Methods/subjects: Serum 25-hydroxyvitamin D (25(OH)D) was measured in 2857 adults aged ≥65 years. Sun exposure was assessed with a structured questionnaire (n=1012), vitamin D intake using a Food Frequency Questionnaire (n=596), and data on genetic variation that may affect 25(OH)D status was obtained for 4 genes, DHCR7 (rs12785878), CYP2R1 (rs10741657), GC (rs2282679), and CYP24A1 (rs6013897) (n=2530).
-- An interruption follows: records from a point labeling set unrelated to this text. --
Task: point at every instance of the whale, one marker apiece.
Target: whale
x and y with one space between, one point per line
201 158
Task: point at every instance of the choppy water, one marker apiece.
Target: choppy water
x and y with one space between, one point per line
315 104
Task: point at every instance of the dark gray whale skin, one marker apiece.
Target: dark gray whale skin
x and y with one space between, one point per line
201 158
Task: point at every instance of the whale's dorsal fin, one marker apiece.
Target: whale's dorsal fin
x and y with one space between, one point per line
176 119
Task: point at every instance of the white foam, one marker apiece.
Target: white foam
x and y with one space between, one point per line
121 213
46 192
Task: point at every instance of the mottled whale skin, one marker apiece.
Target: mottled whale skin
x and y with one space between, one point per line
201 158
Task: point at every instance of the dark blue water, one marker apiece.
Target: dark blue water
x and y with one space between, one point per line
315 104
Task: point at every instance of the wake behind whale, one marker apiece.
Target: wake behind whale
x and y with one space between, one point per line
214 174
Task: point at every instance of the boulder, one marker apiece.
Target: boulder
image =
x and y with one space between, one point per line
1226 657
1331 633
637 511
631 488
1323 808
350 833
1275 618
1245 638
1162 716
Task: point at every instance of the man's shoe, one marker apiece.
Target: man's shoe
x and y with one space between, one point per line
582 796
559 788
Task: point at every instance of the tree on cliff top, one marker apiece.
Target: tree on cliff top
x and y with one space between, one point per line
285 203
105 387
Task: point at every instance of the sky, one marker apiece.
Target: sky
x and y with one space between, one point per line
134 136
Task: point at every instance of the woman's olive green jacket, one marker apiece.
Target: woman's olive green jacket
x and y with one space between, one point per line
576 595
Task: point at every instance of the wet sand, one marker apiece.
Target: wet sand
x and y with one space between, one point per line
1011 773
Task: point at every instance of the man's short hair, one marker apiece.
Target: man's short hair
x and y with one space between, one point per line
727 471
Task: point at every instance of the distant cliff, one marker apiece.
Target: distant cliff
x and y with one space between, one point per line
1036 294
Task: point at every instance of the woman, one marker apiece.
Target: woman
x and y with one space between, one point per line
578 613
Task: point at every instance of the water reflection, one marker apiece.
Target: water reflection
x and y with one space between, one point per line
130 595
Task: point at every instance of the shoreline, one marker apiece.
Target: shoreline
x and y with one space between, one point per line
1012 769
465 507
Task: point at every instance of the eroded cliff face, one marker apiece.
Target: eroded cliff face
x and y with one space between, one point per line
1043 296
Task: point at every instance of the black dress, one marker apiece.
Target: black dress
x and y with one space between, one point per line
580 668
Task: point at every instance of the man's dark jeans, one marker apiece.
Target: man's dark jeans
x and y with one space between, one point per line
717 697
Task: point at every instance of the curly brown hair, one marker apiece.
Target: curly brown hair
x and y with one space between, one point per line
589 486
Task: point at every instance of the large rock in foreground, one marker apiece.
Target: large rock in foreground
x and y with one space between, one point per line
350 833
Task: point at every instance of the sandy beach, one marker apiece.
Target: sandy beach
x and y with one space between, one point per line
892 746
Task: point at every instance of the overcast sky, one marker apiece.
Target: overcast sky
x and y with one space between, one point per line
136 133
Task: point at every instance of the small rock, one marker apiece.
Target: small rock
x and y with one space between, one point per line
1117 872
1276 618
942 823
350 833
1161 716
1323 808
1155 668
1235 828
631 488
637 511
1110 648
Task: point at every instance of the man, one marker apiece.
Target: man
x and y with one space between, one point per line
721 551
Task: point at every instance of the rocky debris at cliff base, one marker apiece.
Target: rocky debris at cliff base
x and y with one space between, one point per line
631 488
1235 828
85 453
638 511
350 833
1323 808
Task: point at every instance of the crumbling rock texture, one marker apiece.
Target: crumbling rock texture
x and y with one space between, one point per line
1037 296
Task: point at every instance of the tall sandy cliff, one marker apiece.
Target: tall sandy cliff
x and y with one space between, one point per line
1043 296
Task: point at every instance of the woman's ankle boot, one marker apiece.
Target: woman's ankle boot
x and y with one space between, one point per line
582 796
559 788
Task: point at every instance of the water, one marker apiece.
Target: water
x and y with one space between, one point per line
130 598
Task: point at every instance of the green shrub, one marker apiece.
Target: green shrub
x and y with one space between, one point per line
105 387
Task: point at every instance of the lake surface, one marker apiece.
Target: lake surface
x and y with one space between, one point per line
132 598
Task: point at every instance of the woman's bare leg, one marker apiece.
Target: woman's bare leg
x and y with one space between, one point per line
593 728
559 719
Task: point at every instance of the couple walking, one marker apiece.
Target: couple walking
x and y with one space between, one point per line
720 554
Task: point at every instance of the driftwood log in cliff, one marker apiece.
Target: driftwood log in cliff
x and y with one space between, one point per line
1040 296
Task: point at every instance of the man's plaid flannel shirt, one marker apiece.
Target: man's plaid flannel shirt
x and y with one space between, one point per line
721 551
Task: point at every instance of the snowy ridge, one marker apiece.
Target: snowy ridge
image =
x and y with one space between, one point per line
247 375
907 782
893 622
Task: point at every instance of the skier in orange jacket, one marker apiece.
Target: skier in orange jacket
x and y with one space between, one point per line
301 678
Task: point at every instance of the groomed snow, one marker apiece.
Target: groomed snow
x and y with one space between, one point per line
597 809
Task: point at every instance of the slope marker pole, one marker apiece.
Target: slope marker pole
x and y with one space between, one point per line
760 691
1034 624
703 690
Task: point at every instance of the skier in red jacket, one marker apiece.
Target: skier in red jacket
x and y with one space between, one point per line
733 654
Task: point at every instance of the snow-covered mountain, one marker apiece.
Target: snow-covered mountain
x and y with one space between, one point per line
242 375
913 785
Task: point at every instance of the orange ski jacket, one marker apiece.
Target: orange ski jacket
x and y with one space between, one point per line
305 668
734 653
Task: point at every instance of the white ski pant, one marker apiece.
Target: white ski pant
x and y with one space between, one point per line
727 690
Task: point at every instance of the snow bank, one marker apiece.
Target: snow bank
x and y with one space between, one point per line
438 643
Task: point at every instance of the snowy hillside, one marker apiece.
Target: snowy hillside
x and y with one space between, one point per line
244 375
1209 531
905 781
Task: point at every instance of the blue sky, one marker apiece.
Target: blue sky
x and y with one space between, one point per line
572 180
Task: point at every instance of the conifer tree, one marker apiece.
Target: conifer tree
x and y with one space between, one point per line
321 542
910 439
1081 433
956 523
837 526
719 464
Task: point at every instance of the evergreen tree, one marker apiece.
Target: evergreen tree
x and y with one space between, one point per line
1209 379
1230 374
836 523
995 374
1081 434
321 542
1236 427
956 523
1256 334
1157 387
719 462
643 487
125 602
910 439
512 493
Results: Serum 25(OH)D concentrations <50nmol/L were observed in 45% of the population; only 6% of these participants used vitamin D supplements. Sun exposure (being outside daily during summer: 66±25nmol/L vs not being outside daily during summer: 58±27nmol/L, P=0.02) and vitamin D intake (per unit μg/day during winter/spring: 3.1±0.75nmol/L, P<0.0001) were associated with higher 25(OH)D concentrations. Major allele carriers of SNPs related to DHCR7, CYP24A1, and GC, as well as CYP2R1 minor allele carriers had the highest 25(OH)D concentrations. Together, sun (R=0.29), vitamin D intake (R=0.24), and genes (R=0.28) explained 35% (R=0.35) of the variation in 25(OH)D concentrations during summer/autumn period, when adjusted for age, sex, BMI, education, alcohol consumption, smoking, physical activity, and self-rated health status (n=185).

Conclusion: The investigated determinants explained 35% of 25(OH)D status. Of the three main determinants under study, sun exposure still appeared to be an important determinant of serum 25(OH)D in older individuals, closely followed by genes, and vitamin D intake. Given the low frequency of vitamin D supplement use in this population, promoting supplement use may be an inexpensive, easy, and effective strategy to fight vitamin D deficiency.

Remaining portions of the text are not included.